In Korea, we have seen this type of voting delay only twice in our history. The last time was in 1964, when then President Kim Dae-jung filibustered a proposed law.
Filibustering finds its origins in ancient Rome when Marcus Porcius Cato, a Roman politician, soldier, and philosopher first used this method to delay the adoption of a bill. He spoke on it long into the night. At the time, according the rules of the ancient Roman senate, all tabled laws had to be addressed before sunset, so this was a very good tactic to prevent the adoption of a bill. Essentially Cato halted Caesar’s attempt to seize power over Rome using this method.
Korea’s recent filibuster took place between February 23 and March 2 and lasted for 192 hours. Many politicians rose to fame as a result of their participation in this debate including the longest speaker, who covered 12 hours of the debate, and the speaker who gave hope to the nation’s youth.
|▲ Filibuster in Assembly in Comics 2|
The Dankook Herald (DKH) interviewed Eun Su-mi, a national assemblywoman and candidate for Seongnam-si in this upcoming election. She participated in the filibuster for 10 hours and 18 minutes on February 24. She became famous for her actions as she skipped meals and postponed bathroom duties to accomplish this task and suffered from poor health as a result.
First, she talked about the effects of the filibuster. She explained that even though the debate lasted 192 hours and failed to stop the passing of the terror prevention law, it was successful in evoking the interests of ordinary citizens. “During this filibuster we were able to talk about the law itself rather than whether it would pass or not, and by showing the process to the people we were able to help form public opinion,” she said.
The DKH wondered if the decision to filibuster shared any close correlations with the looming general election. According to one social media big data analysis service, the interest of the public rose as the filibuster ended and the general election nears. Therefore, we asked her opinion on the correlation between the decision to filibuster and the general election.

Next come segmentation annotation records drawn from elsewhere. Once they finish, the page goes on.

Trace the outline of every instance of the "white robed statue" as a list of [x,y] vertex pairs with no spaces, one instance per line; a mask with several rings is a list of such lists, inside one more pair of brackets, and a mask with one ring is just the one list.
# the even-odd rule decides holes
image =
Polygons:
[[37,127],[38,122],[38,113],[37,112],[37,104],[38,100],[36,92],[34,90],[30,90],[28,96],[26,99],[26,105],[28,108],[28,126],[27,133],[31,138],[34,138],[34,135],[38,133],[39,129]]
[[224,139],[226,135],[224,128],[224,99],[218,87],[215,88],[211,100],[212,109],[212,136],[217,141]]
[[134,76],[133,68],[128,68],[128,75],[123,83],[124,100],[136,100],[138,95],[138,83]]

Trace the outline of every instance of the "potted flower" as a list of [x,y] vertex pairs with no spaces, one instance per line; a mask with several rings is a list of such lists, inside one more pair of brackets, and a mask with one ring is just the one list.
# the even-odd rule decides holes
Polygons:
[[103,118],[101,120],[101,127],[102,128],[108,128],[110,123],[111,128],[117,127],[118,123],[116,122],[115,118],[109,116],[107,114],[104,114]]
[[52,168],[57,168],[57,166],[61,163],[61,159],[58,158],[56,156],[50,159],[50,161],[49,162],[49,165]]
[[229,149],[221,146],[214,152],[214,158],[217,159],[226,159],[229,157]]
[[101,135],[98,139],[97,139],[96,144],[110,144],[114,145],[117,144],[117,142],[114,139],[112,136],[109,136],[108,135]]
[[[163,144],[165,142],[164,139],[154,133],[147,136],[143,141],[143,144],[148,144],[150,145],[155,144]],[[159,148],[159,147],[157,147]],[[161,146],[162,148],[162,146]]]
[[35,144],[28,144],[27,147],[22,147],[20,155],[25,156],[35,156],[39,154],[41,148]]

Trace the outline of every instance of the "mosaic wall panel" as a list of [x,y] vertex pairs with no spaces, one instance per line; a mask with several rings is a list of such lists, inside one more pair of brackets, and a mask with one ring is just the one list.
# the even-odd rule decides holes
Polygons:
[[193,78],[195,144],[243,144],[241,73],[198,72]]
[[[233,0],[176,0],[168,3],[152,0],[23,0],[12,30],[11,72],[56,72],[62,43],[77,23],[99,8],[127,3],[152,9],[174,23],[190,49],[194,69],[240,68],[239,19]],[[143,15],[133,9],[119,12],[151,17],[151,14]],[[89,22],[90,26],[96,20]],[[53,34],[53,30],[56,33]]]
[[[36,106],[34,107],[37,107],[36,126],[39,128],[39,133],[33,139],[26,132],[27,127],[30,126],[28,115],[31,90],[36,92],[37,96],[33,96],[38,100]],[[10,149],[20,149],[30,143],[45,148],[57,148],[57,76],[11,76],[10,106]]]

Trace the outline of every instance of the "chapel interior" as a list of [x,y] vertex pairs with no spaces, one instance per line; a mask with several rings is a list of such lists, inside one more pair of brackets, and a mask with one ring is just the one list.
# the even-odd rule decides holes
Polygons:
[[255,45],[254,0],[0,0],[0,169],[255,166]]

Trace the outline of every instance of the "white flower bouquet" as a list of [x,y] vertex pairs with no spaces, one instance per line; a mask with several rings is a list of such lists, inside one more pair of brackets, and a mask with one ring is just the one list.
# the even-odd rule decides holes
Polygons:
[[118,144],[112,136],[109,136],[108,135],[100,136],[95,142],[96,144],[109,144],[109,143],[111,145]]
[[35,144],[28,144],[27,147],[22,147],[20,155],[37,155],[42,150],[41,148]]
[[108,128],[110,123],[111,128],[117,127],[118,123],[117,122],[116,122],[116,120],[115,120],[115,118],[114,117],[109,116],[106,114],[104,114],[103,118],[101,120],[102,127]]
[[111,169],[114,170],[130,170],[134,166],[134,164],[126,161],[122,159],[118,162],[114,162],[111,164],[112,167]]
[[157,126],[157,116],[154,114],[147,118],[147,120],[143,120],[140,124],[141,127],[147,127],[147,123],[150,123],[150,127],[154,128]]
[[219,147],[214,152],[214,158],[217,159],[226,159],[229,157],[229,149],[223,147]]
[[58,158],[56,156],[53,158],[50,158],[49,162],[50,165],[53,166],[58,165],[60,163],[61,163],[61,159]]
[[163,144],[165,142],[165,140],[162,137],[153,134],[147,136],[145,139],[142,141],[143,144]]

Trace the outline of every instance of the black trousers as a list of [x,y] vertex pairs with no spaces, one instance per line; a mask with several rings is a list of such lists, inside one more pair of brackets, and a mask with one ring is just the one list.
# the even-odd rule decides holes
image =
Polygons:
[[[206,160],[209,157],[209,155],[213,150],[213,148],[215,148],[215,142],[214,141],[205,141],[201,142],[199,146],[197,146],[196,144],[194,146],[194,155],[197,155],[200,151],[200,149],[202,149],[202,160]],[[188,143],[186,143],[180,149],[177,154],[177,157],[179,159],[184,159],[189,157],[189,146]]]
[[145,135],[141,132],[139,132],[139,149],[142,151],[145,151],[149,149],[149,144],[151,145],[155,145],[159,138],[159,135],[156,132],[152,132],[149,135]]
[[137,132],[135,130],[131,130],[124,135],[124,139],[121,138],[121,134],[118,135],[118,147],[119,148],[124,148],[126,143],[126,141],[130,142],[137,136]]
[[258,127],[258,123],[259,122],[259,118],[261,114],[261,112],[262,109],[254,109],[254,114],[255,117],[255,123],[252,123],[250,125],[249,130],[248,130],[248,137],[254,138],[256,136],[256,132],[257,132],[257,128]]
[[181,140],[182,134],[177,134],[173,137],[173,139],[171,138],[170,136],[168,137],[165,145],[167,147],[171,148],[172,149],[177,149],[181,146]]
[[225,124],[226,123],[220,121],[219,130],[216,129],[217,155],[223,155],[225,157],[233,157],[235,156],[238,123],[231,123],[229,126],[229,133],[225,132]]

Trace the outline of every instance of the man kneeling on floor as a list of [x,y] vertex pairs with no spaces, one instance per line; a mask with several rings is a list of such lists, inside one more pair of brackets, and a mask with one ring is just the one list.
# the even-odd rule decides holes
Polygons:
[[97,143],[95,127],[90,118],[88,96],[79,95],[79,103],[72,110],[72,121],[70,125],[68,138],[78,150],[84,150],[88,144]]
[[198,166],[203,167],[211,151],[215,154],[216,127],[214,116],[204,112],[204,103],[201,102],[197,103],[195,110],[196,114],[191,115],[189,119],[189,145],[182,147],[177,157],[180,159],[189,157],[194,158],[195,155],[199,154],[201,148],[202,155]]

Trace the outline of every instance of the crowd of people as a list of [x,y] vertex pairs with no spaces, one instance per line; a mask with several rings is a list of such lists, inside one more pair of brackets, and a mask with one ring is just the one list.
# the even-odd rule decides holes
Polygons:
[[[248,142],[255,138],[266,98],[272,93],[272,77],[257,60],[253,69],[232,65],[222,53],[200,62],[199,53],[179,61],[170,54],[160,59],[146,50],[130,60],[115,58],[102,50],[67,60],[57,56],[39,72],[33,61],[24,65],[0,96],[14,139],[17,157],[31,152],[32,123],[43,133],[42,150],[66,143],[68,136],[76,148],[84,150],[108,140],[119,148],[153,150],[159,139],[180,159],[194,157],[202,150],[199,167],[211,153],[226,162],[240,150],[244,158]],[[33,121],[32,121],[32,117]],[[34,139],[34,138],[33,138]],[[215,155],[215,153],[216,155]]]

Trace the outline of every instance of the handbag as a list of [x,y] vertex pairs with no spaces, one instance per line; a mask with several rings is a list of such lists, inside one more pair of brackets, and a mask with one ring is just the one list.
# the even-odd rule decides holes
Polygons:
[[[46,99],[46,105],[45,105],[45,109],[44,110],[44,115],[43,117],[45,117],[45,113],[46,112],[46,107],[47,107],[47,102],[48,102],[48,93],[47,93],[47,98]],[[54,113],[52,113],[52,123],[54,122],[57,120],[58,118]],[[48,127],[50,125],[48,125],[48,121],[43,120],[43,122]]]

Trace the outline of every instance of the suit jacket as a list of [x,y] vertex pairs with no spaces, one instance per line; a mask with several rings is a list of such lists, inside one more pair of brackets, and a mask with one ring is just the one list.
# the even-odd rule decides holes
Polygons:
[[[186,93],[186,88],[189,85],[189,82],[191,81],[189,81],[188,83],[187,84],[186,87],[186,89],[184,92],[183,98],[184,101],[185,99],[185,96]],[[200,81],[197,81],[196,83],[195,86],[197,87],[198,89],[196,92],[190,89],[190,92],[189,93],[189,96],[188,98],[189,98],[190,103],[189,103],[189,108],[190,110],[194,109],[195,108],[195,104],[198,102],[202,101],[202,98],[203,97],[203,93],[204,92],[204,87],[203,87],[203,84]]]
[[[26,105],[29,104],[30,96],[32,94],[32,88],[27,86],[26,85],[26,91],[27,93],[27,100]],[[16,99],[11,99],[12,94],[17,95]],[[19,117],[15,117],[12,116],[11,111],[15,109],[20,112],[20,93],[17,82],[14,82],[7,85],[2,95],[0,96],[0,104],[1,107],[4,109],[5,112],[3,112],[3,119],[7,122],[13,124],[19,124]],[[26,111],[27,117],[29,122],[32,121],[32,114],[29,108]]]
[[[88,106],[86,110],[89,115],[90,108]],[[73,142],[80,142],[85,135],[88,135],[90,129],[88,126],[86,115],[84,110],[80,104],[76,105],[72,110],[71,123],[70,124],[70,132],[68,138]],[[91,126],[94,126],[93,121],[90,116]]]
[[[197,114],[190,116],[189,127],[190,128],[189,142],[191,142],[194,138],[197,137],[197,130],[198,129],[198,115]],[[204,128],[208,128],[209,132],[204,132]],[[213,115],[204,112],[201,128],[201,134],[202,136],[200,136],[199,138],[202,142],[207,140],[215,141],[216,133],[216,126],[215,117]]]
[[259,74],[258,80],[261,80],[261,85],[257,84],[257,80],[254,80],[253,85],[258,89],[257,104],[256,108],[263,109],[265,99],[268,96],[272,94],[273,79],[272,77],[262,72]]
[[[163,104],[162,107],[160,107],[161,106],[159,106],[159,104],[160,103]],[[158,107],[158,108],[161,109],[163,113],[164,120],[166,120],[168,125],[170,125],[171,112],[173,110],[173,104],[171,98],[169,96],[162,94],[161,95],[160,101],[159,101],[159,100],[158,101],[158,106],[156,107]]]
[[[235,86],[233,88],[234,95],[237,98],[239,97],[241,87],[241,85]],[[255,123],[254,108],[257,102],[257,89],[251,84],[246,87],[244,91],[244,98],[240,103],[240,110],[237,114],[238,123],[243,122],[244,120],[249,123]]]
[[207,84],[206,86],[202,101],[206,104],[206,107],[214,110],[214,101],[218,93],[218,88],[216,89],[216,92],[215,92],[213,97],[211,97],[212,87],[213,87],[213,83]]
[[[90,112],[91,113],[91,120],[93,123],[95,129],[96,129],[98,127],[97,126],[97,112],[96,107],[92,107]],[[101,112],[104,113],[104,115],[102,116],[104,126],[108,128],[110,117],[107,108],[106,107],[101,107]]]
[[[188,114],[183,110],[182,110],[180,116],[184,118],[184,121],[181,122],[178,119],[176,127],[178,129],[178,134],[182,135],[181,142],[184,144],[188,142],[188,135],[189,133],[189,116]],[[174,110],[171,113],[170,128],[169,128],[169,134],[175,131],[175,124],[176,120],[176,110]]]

She said, “I think many people showed interest in the filibustering and felt happiness, anger and regret along with the members of the assembly. Since this led to individual attention being focused on the participating assemblymen, it will of course have an indirect influence on increasing the public support for the candidates in their regional elections.”
“However, we do not believe that filibuster alone can totally change the outcome of an election. Rather than priding themselves on the people’s support and interest, it is more appropriate that opposition lawmakers create policies that correspond with public demand which would then lead to them being elected,” she said regarding her thoughts on the election.
Assemblywoman Eun also pointed out that she saw the significance of communication through the filibustering process. She hopes that in future the National Assembly can be viewed as a responsible place for dialogue and communication and that the upcoming 20th National Assembly will be the start of politics of trust between the elected and opposition parties through enthusiastic debates like this filibuster.
With the April 13 general election just around the corner, the filibustering debate was suspended in order to deal with the final draft of the constituencies. Therefore, the terror prevention law was inevitably passed by the government majority in the National Assembly.
There is less than a month left until the general election for the representatives of the National Assembly. We will be able to see then, with our own eyes, whether the month-old filibuster had any influence on the number of seats for the elected and opposition parties.